I am a young Singaporean female, 23 years old. I have an Honours degree, and hope to continue on to at least a Masters at some point in the future. I am unmarried. I do not have a boyfriend, and neither am I in any particular hurry to get one.
At the 7th anniversary of the Lee Kuan Yew School of Public Policy, Mr Lee Kuan Yew was asked about Singapore’s low birth-rate, and whether he thought that the Stop At Two policy that began in the late 1960s had anything to do with it.
“Stopping at two has nothing to do with what’s happened. It’s happening throughout the developed world. Once you have women educated with equal job opportunities they do not see their future as bearers of children. So fertility rate has gone down, I don’t see it going back to 2.1, which is the replacement rate. The only way it can happen is if you ‘diseducate’ or ‘uneducate’ the women and that doesn’t make sense. The economy will suffer.”
– Mr Lee Kuan Yew
Although I disagree with Mr Lee that the Stop At Two policy had nothing to do with Singapore’s dismal birth-rate, I do agree that many developed countries all over the world are seeing decreasing birth-rates and ageing populations, which suggests that the Stop At Two policy was not the sole factor in Singapore.
But to just move on and say that it is because of the women is just sexism, pure and simple. It’s not rational, sensible or pragmatic. It’s not even accurate, because it blatantly ignores a whole long list of other factors that affect people’s decisions to bear offspring, such as cost of living, change in lifestyles, lack of space, access to contraception and family planning programmes, etc. The high level of education – for both men and women, mind you – is only one factor in that long list.
Scarily enough, Mr Lee thinks that the only way to increase the birth-rate is to “diseducate” or “uneducate” women.
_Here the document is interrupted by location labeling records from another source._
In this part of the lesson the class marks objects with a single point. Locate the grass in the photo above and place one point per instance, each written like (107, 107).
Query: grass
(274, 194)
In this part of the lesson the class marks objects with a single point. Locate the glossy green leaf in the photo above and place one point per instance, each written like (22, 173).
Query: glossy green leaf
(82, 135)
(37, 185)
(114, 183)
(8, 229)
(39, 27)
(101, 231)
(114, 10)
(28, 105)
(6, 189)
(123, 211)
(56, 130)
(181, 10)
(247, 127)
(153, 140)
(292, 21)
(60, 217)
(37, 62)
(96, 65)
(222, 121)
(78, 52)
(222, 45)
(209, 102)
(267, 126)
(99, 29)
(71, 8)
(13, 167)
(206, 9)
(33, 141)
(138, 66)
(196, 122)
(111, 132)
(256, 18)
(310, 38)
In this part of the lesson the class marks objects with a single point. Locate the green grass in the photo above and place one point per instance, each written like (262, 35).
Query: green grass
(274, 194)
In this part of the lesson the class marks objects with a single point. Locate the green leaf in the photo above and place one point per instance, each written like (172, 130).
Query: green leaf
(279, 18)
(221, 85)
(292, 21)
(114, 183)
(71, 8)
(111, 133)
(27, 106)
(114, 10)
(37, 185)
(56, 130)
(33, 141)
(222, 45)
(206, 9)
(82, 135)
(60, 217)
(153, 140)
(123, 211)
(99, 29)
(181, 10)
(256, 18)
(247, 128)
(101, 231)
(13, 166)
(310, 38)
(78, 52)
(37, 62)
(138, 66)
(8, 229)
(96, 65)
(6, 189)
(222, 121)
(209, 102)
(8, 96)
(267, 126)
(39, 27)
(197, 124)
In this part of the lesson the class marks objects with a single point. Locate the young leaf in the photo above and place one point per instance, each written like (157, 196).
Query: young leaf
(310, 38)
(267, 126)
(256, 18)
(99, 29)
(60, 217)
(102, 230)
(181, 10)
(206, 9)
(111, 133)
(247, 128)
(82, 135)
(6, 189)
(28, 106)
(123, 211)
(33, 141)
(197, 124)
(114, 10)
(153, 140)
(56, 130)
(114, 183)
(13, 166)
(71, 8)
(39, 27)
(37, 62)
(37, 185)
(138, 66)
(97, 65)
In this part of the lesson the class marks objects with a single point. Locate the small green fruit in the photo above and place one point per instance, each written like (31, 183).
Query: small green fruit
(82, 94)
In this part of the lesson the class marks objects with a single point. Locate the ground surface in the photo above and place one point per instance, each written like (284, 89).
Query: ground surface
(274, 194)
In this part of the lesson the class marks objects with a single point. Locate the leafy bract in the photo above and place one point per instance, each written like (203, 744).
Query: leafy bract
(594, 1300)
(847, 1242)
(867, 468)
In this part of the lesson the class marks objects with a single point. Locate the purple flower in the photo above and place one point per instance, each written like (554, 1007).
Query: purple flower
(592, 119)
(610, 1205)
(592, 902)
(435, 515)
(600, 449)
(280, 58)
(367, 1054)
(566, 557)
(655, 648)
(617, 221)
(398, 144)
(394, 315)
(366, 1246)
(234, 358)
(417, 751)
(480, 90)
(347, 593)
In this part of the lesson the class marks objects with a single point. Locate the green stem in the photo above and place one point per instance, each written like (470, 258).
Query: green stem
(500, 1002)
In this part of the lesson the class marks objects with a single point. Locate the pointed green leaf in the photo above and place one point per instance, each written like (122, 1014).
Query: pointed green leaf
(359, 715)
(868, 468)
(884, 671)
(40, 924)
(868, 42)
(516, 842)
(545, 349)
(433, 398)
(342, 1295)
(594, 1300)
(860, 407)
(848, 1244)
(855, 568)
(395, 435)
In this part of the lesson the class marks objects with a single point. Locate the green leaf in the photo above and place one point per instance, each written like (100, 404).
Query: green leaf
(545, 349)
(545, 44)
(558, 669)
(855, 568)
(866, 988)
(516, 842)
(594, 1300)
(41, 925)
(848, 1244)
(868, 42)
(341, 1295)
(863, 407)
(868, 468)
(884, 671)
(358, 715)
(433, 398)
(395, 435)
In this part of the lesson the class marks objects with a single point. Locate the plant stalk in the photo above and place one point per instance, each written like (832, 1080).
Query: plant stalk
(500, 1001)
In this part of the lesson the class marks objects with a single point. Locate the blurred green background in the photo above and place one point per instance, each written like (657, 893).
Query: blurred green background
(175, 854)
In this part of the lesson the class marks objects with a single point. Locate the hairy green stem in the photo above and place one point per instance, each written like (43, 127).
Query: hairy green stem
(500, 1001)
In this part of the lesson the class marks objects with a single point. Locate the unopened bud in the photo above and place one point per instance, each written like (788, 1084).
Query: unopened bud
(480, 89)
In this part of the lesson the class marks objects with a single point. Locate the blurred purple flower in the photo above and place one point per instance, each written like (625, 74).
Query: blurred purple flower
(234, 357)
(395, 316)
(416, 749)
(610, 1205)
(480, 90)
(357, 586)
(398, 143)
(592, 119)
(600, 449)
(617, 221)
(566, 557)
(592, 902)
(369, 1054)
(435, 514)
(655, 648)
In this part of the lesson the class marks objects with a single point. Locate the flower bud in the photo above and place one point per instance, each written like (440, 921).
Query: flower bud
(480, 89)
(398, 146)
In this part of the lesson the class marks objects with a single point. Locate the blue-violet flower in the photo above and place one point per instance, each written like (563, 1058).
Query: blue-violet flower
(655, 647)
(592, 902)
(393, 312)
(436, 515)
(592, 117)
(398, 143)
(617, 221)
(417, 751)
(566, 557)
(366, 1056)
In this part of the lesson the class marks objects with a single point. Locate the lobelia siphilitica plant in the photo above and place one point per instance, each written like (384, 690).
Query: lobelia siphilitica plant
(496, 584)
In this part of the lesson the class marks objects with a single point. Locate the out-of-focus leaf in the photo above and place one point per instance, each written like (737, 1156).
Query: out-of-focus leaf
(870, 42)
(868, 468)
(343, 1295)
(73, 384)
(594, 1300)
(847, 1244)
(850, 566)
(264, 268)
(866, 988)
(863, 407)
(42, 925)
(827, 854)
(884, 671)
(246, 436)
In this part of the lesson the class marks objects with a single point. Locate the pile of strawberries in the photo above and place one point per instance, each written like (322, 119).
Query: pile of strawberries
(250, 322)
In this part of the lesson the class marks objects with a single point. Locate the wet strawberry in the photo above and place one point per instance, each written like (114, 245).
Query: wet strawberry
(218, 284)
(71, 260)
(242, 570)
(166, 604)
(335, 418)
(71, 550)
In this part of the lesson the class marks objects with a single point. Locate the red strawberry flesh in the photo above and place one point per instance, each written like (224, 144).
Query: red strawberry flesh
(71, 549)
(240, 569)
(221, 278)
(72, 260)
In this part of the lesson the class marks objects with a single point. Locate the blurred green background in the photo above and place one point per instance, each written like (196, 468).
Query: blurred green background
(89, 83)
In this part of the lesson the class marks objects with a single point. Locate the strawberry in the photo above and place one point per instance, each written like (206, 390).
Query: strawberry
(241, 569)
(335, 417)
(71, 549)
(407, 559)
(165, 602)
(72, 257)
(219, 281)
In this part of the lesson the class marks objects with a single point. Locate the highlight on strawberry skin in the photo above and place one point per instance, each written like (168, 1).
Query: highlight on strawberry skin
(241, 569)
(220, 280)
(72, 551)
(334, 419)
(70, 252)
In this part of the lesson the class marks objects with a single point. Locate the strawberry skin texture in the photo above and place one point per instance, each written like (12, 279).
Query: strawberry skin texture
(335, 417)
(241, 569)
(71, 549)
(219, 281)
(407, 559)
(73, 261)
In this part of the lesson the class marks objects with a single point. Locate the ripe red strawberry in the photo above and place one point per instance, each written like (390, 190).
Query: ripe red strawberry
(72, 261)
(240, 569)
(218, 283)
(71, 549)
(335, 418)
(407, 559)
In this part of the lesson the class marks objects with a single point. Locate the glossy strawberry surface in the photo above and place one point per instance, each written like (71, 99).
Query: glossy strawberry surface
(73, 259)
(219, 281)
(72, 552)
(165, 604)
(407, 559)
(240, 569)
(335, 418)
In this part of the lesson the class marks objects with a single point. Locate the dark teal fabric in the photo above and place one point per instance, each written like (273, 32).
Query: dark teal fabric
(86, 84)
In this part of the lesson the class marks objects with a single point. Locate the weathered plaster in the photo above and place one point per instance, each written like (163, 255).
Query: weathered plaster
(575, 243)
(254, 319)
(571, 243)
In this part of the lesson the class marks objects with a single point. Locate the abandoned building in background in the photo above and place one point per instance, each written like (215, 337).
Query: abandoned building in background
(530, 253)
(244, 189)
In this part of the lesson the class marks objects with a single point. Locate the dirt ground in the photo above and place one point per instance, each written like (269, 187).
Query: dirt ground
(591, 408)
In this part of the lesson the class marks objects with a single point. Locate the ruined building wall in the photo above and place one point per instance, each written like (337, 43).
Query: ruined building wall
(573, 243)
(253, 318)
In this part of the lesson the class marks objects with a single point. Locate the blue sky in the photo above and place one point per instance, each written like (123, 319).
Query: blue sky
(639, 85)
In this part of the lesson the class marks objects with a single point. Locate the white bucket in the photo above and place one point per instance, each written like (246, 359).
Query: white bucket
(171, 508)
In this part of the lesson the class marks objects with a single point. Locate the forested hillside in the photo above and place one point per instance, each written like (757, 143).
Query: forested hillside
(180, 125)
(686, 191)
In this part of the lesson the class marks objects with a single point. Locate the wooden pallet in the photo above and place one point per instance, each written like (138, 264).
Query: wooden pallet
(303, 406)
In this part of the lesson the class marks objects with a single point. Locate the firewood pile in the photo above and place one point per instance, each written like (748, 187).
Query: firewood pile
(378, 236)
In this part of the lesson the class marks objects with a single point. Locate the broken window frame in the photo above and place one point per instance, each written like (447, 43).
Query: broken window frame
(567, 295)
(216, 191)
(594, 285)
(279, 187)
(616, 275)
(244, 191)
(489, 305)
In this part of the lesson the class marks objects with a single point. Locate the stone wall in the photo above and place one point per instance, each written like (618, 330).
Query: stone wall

As if dumbed-down females are all it takes; “oh, let’s stop giving these women knowledge and exposure to the outside world, and they’ll go right back to having lots and lots of babies for us!”
Luckily for us ladies, he goes on to dismiss the idea – but for all the wrong reasons. He dismisses the idea because “the economy will suffer”. Not because it’s regressive, not because it’s a breach of women’s rights to education, not because it’s just plain wrong. But because it’s not economically viable.
Gee, thanks. That makes me feel so much better. I now know that I was born to either make babies, or make money. Majulah Singapura, eh?
It always seems to be about the women, that we’re too highly-educated and too demanding and too ambitious, which is why we don’t have boyfriends. Why doesn’t anyone talk about the men who don’t have girlfriends? Or wait, is that supposedly because the women are too highly-educated and too demanding and to ambitious to deign to be these men’s girlfriends?
We girls just can’t win. So here goes:
Dear Mr Lee (and everyone out there who subscribes to this same mindset), I am a young single Singaporean female. I have a womb, and a degree. They co-exist quite harmoniously, and I would like it to remain that way. I will have my children when I do. Until then, please leave my educated ovaries alone.